It was a dusty custard room. No. It was a humid, dusty custard room. The room I found myself in miles away and hours ahead of everything I knew. Two things told me I had left Canada; one, six months of my life was crammed in a day pack beside me and two 11 o'clock at night in the pitch black a marching band practice was bombarding its way through the windows. Welcome to Ghana.

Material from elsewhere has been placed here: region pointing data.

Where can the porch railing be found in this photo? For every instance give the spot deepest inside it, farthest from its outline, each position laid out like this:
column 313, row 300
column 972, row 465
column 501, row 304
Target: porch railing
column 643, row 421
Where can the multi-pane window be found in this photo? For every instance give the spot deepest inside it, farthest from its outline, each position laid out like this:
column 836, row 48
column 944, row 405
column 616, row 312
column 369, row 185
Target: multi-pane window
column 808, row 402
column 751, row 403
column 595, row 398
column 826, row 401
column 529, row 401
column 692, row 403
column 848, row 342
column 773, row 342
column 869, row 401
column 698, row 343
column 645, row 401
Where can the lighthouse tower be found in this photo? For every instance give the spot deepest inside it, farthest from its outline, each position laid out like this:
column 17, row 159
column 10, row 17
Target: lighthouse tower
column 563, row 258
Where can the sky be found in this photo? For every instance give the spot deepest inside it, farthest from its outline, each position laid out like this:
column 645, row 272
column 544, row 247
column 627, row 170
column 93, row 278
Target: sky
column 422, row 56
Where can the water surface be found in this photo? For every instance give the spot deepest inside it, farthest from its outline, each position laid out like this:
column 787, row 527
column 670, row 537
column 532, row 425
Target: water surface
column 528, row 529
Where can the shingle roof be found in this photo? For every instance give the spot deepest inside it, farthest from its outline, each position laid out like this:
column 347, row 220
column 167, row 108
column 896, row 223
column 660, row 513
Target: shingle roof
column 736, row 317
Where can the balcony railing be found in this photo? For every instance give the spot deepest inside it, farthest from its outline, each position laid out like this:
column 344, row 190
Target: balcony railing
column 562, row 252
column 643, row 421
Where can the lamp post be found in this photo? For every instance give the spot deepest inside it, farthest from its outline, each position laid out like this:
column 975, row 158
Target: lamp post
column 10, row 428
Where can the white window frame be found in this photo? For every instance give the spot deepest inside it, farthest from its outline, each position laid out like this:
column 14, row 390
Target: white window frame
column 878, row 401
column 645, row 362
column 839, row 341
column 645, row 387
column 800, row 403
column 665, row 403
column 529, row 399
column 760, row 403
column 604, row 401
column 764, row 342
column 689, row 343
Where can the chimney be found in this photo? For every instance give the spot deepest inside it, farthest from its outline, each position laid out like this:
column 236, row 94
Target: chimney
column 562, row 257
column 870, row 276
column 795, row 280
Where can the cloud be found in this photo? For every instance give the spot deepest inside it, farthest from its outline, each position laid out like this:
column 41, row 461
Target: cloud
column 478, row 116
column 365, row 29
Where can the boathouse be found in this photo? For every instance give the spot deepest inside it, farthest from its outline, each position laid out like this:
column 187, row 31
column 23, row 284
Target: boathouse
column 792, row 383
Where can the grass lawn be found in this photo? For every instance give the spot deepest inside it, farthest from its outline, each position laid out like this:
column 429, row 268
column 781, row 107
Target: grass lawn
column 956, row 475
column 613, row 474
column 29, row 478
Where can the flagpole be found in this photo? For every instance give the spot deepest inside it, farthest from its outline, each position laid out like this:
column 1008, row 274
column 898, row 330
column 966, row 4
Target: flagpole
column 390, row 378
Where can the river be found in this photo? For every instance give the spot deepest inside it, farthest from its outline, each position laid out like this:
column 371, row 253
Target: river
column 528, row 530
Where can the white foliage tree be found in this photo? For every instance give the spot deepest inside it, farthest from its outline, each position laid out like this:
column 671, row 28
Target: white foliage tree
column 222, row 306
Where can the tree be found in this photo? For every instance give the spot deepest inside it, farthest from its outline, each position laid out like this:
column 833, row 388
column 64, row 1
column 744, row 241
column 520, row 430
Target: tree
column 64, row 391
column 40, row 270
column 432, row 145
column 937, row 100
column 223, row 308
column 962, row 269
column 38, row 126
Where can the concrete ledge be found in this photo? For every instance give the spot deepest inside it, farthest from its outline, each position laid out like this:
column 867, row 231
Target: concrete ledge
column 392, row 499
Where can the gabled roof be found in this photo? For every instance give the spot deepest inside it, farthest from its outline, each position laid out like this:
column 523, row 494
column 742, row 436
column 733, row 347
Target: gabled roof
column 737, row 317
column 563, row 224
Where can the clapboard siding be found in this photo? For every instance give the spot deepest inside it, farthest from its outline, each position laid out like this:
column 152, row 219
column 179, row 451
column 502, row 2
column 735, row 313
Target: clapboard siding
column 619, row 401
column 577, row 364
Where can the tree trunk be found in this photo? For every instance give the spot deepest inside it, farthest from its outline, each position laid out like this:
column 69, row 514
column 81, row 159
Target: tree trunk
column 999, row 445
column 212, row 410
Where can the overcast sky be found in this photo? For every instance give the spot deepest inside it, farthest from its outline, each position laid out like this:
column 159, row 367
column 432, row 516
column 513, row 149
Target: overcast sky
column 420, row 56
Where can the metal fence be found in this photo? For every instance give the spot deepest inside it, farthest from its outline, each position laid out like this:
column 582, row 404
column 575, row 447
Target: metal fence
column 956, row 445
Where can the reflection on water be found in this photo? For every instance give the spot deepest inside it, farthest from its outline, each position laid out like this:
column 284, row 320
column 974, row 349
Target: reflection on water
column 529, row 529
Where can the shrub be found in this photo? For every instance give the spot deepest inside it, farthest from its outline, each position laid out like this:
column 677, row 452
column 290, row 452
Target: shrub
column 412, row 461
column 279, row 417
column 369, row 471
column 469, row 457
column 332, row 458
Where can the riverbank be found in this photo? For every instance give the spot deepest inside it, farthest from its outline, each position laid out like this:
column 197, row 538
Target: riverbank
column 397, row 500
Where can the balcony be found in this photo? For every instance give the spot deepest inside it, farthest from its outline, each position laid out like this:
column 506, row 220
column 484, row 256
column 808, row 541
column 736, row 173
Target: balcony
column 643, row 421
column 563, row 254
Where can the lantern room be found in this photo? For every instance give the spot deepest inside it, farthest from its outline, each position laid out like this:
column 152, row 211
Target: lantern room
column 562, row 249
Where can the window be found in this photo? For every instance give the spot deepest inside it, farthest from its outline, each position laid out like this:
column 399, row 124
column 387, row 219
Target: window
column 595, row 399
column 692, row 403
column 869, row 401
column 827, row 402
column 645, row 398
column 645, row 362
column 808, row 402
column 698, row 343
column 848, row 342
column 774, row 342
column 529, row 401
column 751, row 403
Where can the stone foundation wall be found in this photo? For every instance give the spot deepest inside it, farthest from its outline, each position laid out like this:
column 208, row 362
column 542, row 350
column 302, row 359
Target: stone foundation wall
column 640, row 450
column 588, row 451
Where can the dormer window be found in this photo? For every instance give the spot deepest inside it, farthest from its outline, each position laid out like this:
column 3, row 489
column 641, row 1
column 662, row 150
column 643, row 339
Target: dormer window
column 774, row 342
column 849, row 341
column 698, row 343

So much is unfamiliar and new to me now that I have definitely been lost in translation. From the first day a barrier was planted in front of me. I was left on one side with my English tongue as I watched so many approach the other side. Slowly I am trying to reduce this barrier to maybe a step. One of those slight lifts in elevation that you never notice, but always end up tripping over. Until then I do appreciate the enthusiasm of everyone to still talk to me when all I can really offer is my clueless face. And I'm sorry, but just because you keep repeating the words faster does not mean I will understand all of a sudden. All it really does is make my silence more awkward. For now communication is frustrating, laughable and getting better...
Due to the fact that I am "alone" in my little English bubble on my side of the wall the need to belong rose up quickly. It came up like a bubbling potion just about to suffocate me. This shouldn't have surprised me, but it did. Instantly grasping at the slightest things that may make it look like you get it when you never actually will. Slight use of the language, eating with your hands, catching a trotro, acting like you know where you are going and that this is all completely normal: all threads dangling to grasp at. It's like puking. You know it happens, what it feels like before it does and despite yourself it comes out. Appearing like something you can't control just sitting under your surface waiting for the moment you are on the outside. Letting you feel like you are on the inside where you can pass judgment on others who you think are now more outside than you. No one wants to not get the joke. Ghana is a joke I do not understand, but was desperately pretending I did. Two weeks wiser at this point I can accept that I don't belong, that I never will and that I don't need to. Some jokes you can just smile at.